# Smoked Briskets



## chefskeeter (Feb 10, 2006)

Ok, now I know how to do up some award winning BBQ so that's not my queston here. What I want to know about is this, there is a deli in New York, Schwatz, they have been in business for 75 years. They do a cure on the meat and then smoke it for 2 hours then put it in a steam pan and cook it a little longer......now they say it is not corned beef.....I am trying to find out what the rub is that they cure it in. I am wanting to start selling meats like that here in my shoppe for lunches.....anyone have any ideas on this??????


----------



## mezzaluna (Aug 29, 2000)

Could this be Montreal-style "smoked meat"? It looks like pastrami but it tastes very different.

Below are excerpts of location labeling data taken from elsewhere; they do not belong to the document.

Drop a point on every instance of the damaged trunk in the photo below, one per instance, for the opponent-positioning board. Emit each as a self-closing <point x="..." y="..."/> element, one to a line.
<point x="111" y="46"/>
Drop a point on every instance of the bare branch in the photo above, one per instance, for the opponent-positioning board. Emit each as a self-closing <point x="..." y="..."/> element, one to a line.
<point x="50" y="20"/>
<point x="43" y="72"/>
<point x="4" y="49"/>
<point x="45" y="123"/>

http://www.hungrybrowser.com/phaedrus/m0216W05.htm

http://english.montrealplus.ca/porta...ofileID=487530

And finally, a recipe:

http://myfreebulletinboard.com/f2/bbq4u-about1720.html

Bon appetit! B'tay avohn!


----------



## chefskeeter (Feb 10, 2006)

yeah thats it....but how theheck do they do it? I mean mine did not look that pink at all......anyone have any other ideas......


----------



## fbm357 (Mar 11, 2006)

Have you ever been to 'Katz'? NYC landmark in lower Manhattan. Brisket and Pastrami is awesome!


----------



## mezzaluna (Aug 29, 2000)

I've enjoyed both corned beef and pastrami at Katz's. I've also eaten "smoked meat" in Montreal. There is a distinct difference between what we in the U.S. know as pastrami and corned beef and the smoked meat of Montreal. Delicious to be sure, but different.


----------



## nentony (May 7, 2005)

"yeah thats it....but how theheck do they do it? I mean mine did not look that pink at all......anyone have any other ideas......"

Maybe some pink salt, sodium nitrite.

Tony


----------